Related:Trivy Supply Chain Attack Targets CI/CD Secrets
A threat actor could also fashion a model context protocol (MCP) consent bypass. While Claude requires user consent for MCP server plug-ins to execute, Claude Code reads configurations automatically, which allows malicious MCP servers to execute commands in those files before the trust dialog appears.
In OpenAI Codex CLI, the team found a code injection flaw, CVE-2025-61260 (CVSS score pending), that could be used in similar attacks. An attacker could use a project .env file to redirect the CLI to a malicious local .toml configuration file.

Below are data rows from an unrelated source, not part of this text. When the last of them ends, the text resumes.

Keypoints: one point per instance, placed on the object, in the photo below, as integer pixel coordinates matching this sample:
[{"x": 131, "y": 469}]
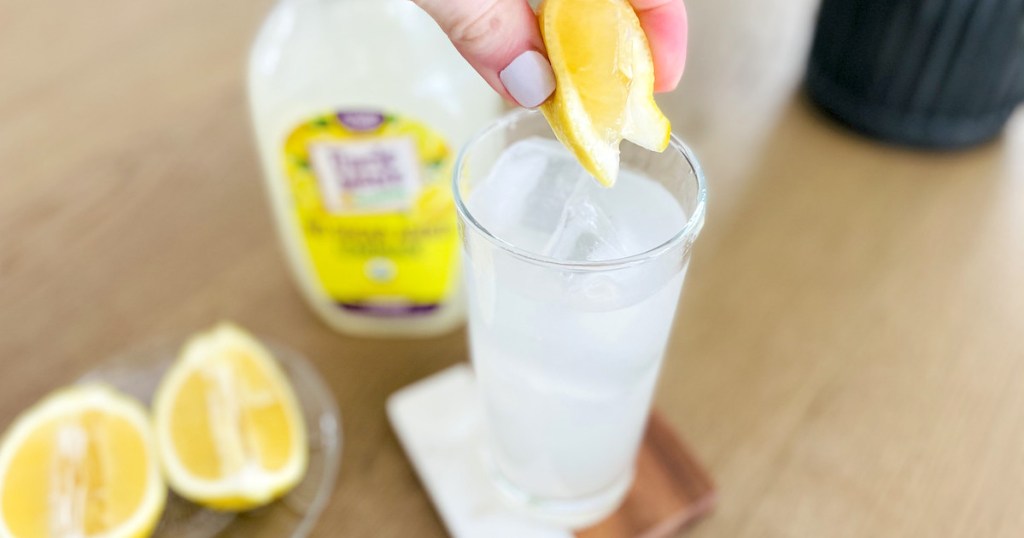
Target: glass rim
[{"x": 686, "y": 234}]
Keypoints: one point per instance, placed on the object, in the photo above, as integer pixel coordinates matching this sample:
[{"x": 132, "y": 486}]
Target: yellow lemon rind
[
  {"x": 75, "y": 400},
  {"x": 227, "y": 495}
]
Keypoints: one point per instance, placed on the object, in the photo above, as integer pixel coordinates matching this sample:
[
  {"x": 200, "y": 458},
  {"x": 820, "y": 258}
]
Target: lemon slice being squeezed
[
  {"x": 604, "y": 82},
  {"x": 227, "y": 424}
]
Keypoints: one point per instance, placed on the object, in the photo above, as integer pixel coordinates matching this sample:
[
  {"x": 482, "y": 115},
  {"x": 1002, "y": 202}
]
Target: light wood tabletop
[{"x": 848, "y": 358}]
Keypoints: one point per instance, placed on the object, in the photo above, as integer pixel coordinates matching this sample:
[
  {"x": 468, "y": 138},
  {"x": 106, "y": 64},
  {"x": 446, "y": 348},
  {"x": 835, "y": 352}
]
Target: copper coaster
[
  {"x": 670, "y": 492},
  {"x": 439, "y": 422}
]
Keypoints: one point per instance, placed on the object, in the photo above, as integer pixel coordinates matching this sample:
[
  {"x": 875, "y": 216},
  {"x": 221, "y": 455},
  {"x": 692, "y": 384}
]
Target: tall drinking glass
[{"x": 572, "y": 290}]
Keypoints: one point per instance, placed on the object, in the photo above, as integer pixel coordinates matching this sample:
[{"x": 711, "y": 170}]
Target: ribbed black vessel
[{"x": 926, "y": 73}]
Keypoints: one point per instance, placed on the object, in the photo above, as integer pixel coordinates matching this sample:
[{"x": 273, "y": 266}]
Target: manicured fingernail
[{"x": 528, "y": 79}]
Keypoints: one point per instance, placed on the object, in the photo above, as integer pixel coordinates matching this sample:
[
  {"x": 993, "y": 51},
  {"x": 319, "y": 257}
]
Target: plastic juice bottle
[{"x": 358, "y": 108}]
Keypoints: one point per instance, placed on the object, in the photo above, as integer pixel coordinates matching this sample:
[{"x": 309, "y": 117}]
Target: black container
[{"x": 926, "y": 73}]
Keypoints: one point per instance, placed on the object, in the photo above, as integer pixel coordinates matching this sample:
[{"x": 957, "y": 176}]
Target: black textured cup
[{"x": 926, "y": 73}]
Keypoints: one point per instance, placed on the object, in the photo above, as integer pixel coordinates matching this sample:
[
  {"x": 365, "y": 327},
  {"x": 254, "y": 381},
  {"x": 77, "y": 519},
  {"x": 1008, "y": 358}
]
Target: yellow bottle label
[{"x": 374, "y": 206}]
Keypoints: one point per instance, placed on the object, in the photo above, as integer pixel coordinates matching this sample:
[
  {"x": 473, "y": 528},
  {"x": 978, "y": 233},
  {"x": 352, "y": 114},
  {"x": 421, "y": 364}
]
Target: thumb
[{"x": 501, "y": 40}]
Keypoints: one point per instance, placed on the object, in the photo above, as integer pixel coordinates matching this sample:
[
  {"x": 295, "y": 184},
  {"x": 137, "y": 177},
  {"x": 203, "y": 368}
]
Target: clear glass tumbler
[{"x": 566, "y": 353}]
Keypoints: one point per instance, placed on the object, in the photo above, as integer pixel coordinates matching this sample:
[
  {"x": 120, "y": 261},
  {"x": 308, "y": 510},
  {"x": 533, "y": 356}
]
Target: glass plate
[{"x": 138, "y": 371}]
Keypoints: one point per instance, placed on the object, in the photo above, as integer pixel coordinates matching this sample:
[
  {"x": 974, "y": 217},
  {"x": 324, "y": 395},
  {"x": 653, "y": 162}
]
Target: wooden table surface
[{"x": 849, "y": 352}]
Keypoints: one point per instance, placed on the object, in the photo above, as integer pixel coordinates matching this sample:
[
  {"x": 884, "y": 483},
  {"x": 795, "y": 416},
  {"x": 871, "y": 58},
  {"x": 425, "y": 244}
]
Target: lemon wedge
[
  {"x": 81, "y": 462},
  {"x": 227, "y": 423},
  {"x": 604, "y": 82}
]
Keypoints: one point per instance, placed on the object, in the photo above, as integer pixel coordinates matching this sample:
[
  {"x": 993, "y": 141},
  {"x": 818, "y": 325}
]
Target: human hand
[{"x": 502, "y": 41}]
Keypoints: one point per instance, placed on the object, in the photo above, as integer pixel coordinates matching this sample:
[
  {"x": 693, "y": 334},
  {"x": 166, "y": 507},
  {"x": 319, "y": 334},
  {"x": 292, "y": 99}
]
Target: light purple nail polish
[{"x": 528, "y": 79}]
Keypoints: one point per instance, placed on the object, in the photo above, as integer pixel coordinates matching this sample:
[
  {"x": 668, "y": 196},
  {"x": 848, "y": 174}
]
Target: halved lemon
[
  {"x": 81, "y": 462},
  {"x": 604, "y": 82},
  {"x": 228, "y": 426}
]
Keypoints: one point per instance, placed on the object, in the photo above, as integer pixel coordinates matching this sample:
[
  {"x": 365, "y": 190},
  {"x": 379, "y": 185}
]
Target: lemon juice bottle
[{"x": 358, "y": 107}]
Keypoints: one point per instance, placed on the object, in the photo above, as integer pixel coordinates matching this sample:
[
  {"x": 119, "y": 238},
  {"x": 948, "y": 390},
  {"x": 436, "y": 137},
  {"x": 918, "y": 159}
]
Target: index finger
[{"x": 665, "y": 24}]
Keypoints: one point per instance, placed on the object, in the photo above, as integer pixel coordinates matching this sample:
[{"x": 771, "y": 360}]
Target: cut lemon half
[
  {"x": 604, "y": 82},
  {"x": 228, "y": 427},
  {"x": 82, "y": 462}
]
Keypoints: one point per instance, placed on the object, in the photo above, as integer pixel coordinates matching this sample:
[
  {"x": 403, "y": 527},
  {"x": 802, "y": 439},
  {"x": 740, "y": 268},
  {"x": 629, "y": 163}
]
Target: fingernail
[{"x": 528, "y": 79}]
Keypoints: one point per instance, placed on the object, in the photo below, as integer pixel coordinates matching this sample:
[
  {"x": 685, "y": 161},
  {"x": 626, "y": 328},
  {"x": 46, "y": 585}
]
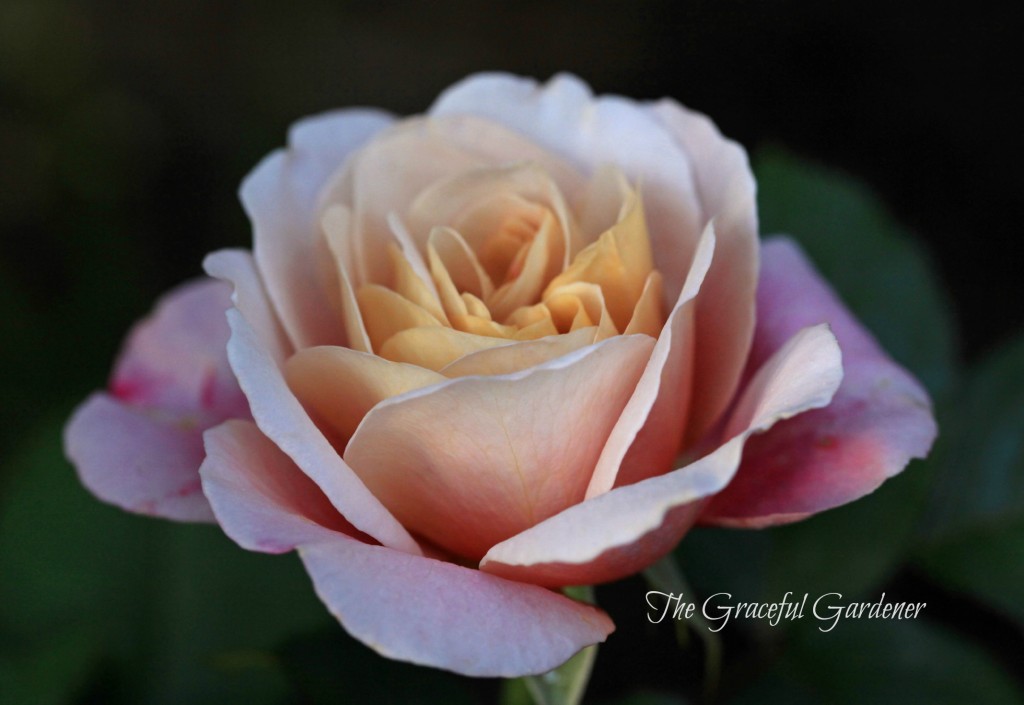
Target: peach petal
[
  {"x": 649, "y": 433},
  {"x": 386, "y": 313},
  {"x": 565, "y": 118},
  {"x": 619, "y": 261},
  {"x": 469, "y": 463},
  {"x": 338, "y": 385},
  {"x": 282, "y": 418},
  {"x": 726, "y": 313},
  {"x": 137, "y": 461},
  {"x": 879, "y": 420},
  {"x": 401, "y": 607},
  {"x": 393, "y": 169},
  {"x": 627, "y": 529},
  {"x": 396, "y": 604},
  {"x": 435, "y": 346},
  {"x": 521, "y": 356},
  {"x": 262, "y": 501},
  {"x": 647, "y": 317},
  {"x": 280, "y": 196}
]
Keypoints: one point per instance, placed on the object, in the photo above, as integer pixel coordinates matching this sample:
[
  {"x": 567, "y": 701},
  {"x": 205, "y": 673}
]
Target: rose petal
[
  {"x": 520, "y": 356},
  {"x": 282, "y": 418},
  {"x": 281, "y": 198},
  {"x": 725, "y": 314},
  {"x": 445, "y": 616},
  {"x": 397, "y": 604},
  {"x": 174, "y": 360},
  {"x": 137, "y": 461},
  {"x": 880, "y": 419},
  {"x": 141, "y": 448},
  {"x": 339, "y": 386},
  {"x": 473, "y": 461},
  {"x": 627, "y": 529},
  {"x": 564, "y": 117},
  {"x": 262, "y": 501},
  {"x": 649, "y": 433}
]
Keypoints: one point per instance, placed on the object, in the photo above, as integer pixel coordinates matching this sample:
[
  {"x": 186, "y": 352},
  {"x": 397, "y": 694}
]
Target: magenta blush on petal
[{"x": 879, "y": 420}]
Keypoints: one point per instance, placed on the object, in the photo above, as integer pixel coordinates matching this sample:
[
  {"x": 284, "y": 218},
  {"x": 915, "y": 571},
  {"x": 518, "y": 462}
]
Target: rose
[{"x": 507, "y": 346}]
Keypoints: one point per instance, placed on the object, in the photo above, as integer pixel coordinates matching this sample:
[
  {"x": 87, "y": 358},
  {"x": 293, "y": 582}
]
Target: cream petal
[
  {"x": 649, "y": 433},
  {"x": 282, "y": 418},
  {"x": 629, "y": 528},
  {"x": 726, "y": 313},
  {"x": 280, "y": 196},
  {"x": 471, "y": 462},
  {"x": 387, "y": 175},
  {"x": 564, "y": 117},
  {"x": 521, "y": 356},
  {"x": 338, "y": 385},
  {"x": 337, "y": 227},
  {"x": 397, "y": 604},
  {"x": 435, "y": 346}
]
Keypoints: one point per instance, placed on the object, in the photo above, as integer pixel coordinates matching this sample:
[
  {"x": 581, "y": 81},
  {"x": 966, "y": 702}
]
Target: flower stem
[
  {"x": 562, "y": 686},
  {"x": 667, "y": 576}
]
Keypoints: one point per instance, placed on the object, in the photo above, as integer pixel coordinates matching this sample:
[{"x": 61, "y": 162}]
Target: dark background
[{"x": 125, "y": 129}]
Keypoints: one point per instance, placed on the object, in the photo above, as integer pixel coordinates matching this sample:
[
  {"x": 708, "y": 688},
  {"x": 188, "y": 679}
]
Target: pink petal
[
  {"x": 629, "y": 528},
  {"x": 565, "y": 118},
  {"x": 281, "y": 198},
  {"x": 725, "y": 314},
  {"x": 174, "y": 360},
  {"x": 474, "y": 460},
  {"x": 649, "y": 432},
  {"x": 140, "y": 447},
  {"x": 136, "y": 460},
  {"x": 880, "y": 418},
  {"x": 445, "y": 616},
  {"x": 406, "y": 607},
  {"x": 282, "y": 418},
  {"x": 261, "y": 499}
]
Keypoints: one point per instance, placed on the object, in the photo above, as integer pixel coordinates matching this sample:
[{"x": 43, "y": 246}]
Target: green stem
[
  {"x": 667, "y": 576},
  {"x": 562, "y": 686}
]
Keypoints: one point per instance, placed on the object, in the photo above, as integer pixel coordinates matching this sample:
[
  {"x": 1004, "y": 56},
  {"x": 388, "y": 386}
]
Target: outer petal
[
  {"x": 137, "y": 461},
  {"x": 140, "y": 448},
  {"x": 282, "y": 418},
  {"x": 627, "y": 529},
  {"x": 880, "y": 419},
  {"x": 281, "y": 198},
  {"x": 410, "y": 608},
  {"x": 474, "y": 460},
  {"x": 725, "y": 313},
  {"x": 564, "y": 117},
  {"x": 262, "y": 500}
]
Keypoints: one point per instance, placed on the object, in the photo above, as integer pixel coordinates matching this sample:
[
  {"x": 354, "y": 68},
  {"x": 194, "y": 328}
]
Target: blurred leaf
[
  {"x": 53, "y": 674},
  {"x": 184, "y": 614},
  {"x": 880, "y": 272},
  {"x": 974, "y": 539},
  {"x": 882, "y": 662},
  {"x": 331, "y": 667}
]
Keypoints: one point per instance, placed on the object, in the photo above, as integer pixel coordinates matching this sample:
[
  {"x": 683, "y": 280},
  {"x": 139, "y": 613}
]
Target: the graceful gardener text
[{"x": 828, "y": 609}]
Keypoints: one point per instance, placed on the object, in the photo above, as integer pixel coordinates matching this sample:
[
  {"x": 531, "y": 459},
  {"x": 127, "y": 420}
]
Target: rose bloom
[{"x": 523, "y": 341}]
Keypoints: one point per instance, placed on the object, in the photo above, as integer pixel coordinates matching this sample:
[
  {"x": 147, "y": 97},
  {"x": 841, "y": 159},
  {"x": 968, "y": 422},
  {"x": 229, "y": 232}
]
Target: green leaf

That file then connects attacker-controlled MCP servers, which causes the coding tool to run commands immediately without human authorization.
The research team also discovered CVE-2025-54136, a high-severity remote code execution (RCE) vulnerability in Cursor, an AI coding platform. When a developer approves an MCP server command, Cursor binds the authorization to the plug-in's name rather than the content hash of what was approved. This allows a threat actor to execute a "swap attack" in which they submit a benign command and, after it's been approved, update the plug-in with a malicious payload.
And lastly, Vanunu's session detailed a flaw in Google's Gemini CLI, which has not been assigned a CVE, that allows threat actors to disguise malicious commands as legitimate scripts within documentation files. An attacker can embed malicious commands in a GEMINI.md file, which the tool will silently execute without user approval or oversight.
Mitigating AI Agent Cyber-Risks
While all four companies addressed the flaw, Vanunu says they reveal dangerous attack paths that threat actors can easily exploit. They also show that "developers are the new perimeter."To mitigate such threats, he urges organizations to start by conducting a full audit of their organization to identify all AI technology in use, especially "shadow AI" tools, and to analyze all configuration and project metadata for suspicious content.
Secondly, he recommends that organizations implement isolation for their coding tools and require all AI-automated shell tasks to first run in sandboxes. And lastly, he urges security teams to adopt a "Configuration = Code" policy that treats developer workstations as a zero-trust environment where text cannot be executed without verification.
"The bottom line is that this is the new perimeter," Vanunu says. "And we need to redesign security."